The third objective of Iran’s presence in the Sudanese war theater is tactical. Sudan is not within Iran’s strategic influence sphere politically or religiously, compared to other Arab areas such as Iraq, Syria, Lebanon, and even recently Yemen. Additionally, it is one of the Islamic countries where Shi’ism is not widespread, and it represents a strategic challenge for Egypt and the Gulf States in confronting the Iranian project. Therefore, one cannot ignore the fact that some of Iran’s actions in Sudan since last October are aimed at strengthening its presence and focusing on the Red Sea coasts, where its allies are currently tightening their grip on their Houthi allies in Yemen.

Al-Burhan’s Contradictions:

Iran’s decision to resume relations with Sudan faces several complications, foremost among them being that Sudan’s current inclinations differ from those of the past. The head of the army, General Abdel Fattah Al-Burhan, was behind the official normalization measures with Israel and met with Israeli Prime Minister Benjamin Netanyahu under Ugandan auspices in Entebbe in February 2020. This raises a fundamental question about Tehran’s ability to achieve its objectives by participating in the current war in Sudan. It is therefore plausible that Tehran has obtained certain assurances from the Muslim Brotherhood organization, with which it has strong ties and significant influence within the Sudanese army, to replace the general once the war is over, or that the general has made a 180-degree turn in his foreign policy, which is more likely.

The Danger of Support:

Support for any party in the war represents a significant shift towards the conflict becoming a proxy war for regional and international actors as part of a power struggle in the region. This prolongs the duration of the war in Sudan. Therefore, it is essential to limit the international and regional impact that supports the continuation of the war and to pressure for a cessation of hostilities. Fundamentally, it is imperative to isolate the “Islamic Movement” and the “National Congress” from influencing the army command to avoid these organizations, which contributed to the collapse of the state with their ambitions to return to power, from re-establishing their regional and international alliances based on contradictions in the region. It is well known that the radical extremist project of the Islamic movement relies on the support of the Islamic Republic of Iran for its allies in the region, primarily by creating instability in several areas.

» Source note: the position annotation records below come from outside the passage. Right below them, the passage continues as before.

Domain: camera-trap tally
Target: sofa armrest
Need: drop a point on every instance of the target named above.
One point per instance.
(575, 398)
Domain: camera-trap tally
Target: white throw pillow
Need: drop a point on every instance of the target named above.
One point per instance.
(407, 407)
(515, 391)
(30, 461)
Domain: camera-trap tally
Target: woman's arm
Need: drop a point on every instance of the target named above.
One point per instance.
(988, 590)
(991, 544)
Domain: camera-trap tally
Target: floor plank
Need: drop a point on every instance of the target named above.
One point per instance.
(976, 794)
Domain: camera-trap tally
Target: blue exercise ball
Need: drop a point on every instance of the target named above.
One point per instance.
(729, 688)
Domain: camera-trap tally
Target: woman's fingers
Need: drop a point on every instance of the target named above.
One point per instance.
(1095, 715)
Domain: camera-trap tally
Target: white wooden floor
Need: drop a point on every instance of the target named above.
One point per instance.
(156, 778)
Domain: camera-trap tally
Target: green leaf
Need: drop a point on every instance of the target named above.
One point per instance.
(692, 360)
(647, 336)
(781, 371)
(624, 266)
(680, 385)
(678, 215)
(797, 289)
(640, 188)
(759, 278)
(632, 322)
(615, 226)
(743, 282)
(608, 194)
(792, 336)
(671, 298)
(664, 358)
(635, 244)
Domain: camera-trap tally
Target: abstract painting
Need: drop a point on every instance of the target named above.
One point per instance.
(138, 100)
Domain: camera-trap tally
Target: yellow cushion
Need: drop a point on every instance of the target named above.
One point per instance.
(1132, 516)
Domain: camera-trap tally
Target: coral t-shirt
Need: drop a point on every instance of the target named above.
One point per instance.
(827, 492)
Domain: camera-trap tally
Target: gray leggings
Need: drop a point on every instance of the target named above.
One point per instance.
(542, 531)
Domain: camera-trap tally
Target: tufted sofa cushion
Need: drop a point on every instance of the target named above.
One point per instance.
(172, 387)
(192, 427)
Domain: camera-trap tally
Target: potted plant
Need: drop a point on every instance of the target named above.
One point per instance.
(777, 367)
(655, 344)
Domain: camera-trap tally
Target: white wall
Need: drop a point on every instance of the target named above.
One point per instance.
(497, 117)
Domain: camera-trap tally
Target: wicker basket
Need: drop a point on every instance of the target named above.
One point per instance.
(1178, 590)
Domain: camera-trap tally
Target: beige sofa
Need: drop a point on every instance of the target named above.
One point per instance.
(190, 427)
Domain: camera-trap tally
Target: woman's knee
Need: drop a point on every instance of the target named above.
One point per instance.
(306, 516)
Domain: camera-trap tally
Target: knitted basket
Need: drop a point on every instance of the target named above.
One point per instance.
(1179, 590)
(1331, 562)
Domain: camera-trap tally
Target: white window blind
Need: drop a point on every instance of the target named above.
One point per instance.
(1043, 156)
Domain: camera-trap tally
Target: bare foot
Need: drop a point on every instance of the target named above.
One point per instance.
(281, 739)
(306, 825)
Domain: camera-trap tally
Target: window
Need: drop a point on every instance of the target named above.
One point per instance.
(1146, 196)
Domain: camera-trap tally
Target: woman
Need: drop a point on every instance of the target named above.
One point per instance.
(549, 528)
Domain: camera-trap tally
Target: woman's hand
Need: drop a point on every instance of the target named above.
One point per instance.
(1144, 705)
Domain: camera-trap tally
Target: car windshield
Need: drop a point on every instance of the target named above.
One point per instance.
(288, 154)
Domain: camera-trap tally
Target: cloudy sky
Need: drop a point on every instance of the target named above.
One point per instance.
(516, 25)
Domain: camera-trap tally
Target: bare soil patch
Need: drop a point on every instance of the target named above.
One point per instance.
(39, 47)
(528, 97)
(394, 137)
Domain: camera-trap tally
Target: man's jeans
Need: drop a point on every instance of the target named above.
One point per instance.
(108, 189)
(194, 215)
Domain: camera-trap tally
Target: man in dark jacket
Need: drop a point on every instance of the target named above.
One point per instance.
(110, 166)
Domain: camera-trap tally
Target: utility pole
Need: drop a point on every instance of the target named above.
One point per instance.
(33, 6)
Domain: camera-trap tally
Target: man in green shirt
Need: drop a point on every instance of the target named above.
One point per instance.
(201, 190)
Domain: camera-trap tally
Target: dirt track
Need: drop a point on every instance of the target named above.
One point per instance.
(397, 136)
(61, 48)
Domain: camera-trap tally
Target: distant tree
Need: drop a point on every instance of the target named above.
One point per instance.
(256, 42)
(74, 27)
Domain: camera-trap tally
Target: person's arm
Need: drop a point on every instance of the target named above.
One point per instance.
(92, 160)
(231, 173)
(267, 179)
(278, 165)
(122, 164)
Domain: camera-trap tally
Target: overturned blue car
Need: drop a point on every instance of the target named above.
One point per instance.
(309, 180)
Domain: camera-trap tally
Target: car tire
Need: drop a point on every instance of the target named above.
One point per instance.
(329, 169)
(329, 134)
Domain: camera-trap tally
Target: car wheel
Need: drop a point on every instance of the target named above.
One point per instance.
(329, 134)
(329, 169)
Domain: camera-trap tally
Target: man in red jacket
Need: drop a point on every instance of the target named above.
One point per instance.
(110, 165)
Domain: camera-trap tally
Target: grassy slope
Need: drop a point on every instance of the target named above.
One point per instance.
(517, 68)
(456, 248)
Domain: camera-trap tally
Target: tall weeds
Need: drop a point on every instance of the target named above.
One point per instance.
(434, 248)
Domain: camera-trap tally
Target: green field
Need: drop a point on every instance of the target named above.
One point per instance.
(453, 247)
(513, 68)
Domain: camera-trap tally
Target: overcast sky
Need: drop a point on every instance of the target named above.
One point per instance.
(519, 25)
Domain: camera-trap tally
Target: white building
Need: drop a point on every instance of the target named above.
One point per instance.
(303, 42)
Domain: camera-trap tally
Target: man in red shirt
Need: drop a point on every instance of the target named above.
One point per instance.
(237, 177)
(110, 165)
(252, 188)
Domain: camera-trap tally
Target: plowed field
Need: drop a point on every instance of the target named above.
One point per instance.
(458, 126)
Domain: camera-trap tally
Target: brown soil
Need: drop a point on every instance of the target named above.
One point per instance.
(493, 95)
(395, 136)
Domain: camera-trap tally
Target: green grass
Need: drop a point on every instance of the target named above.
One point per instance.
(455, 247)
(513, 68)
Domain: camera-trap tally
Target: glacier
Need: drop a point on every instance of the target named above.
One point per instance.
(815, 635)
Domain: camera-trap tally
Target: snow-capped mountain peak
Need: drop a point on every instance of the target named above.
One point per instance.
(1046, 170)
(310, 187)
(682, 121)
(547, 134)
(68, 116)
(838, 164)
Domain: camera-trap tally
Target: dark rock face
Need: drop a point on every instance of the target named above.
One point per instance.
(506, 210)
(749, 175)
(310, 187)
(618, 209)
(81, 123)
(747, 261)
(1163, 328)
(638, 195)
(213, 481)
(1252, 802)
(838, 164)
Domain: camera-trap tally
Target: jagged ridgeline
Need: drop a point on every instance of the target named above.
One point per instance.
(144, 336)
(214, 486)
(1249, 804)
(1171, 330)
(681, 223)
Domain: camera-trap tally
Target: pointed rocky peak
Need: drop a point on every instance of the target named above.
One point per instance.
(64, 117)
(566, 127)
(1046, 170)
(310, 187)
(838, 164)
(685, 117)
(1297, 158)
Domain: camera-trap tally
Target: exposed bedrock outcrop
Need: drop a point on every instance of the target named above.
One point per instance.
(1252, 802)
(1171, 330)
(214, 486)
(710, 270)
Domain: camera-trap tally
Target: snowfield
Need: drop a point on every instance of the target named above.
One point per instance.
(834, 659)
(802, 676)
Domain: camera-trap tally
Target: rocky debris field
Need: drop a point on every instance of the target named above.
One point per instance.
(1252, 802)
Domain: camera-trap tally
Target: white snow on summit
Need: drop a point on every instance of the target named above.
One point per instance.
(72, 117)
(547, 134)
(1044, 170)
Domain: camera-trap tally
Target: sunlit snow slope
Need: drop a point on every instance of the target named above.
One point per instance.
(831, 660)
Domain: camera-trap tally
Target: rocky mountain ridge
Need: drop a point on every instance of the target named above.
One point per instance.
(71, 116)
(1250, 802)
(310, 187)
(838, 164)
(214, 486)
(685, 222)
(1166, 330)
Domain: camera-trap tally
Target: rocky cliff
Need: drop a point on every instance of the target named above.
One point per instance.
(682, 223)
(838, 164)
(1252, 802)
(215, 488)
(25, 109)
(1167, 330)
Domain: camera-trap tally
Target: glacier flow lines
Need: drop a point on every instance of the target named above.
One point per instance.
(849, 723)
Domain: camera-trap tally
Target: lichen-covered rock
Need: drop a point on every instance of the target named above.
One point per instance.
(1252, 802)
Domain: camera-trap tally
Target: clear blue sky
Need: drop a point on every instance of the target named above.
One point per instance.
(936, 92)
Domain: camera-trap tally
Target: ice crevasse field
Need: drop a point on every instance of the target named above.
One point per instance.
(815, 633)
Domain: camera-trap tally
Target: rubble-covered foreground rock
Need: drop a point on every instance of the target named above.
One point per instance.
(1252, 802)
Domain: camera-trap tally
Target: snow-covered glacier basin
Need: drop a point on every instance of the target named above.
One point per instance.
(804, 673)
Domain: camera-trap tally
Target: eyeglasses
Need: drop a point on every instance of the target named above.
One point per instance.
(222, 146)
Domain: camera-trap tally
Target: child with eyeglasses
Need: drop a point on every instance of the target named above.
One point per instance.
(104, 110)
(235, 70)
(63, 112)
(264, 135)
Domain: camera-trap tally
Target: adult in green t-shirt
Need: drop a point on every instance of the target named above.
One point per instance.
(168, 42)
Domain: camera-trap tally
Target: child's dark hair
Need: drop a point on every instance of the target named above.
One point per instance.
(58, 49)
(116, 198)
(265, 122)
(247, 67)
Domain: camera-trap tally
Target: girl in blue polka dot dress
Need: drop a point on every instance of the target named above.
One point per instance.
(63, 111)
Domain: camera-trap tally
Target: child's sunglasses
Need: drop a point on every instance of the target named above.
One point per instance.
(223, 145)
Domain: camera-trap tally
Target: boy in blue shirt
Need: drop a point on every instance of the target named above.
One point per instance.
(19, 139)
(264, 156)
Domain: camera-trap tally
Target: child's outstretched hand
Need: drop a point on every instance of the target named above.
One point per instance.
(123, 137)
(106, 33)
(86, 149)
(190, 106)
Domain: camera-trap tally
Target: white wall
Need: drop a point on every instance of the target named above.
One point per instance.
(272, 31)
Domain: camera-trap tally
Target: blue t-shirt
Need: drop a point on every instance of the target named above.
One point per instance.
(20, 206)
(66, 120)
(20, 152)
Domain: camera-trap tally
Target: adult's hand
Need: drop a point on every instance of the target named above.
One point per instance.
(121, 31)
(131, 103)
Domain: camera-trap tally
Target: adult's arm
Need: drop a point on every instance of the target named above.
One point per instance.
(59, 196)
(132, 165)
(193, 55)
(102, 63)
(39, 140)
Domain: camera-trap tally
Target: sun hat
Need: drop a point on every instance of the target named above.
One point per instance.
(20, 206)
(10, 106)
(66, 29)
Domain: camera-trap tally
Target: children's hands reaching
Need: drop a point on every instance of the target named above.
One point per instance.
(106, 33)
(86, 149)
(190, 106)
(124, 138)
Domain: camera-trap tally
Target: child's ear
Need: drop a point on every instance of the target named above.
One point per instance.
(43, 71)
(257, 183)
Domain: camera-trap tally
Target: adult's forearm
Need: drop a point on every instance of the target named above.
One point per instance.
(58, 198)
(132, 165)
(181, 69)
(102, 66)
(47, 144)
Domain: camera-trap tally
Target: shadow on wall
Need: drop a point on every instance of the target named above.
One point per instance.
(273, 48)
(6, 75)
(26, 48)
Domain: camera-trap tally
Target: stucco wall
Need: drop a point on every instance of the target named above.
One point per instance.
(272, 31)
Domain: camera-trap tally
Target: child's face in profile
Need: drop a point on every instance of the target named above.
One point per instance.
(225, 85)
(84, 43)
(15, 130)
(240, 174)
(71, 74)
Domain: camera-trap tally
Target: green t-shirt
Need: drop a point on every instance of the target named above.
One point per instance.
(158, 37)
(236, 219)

After a year of war in Sudan, it is evident that the parties are actively seeking support to continue the conflict. This prompts many parties to exploit this situation to achieve various interests, whether through the exploitation of Sudan’s resources or by seeking to consolidate their political influence. This means maintaining the conditions that ensure the continuation of the war in Sudan according to scenarios that keep the state in a state of fragility and instability.

The International Stance:

The international and regional stance requires a clear strategy to deal with the situation in Sudan, focusing primarily on the issue of the Islamic Movement and the National Congress. The danger of restoring their regional alliances and their influence on the war is related to regional issues such as the security of the Red Sea and the Israeli-Palestinian conflict. Indeed, the war in Sudan is more influenced by external factors than internal ones. It is therefore more closely linked to what is happening in the region and international developments, being part of the struggle for power in the region and conflicts over projects in the Middle East.

Regional developments in the Israeli-Palestinian file also impact the Sudanese issue, notably through Iran’s influence on the war in Gaza and its indirect link to the Islamic movement. Therefore, Iranian intervention is one of the most dangerous forms of intervention in this war, the parties to which are interconnected and whose objectives are intertwined.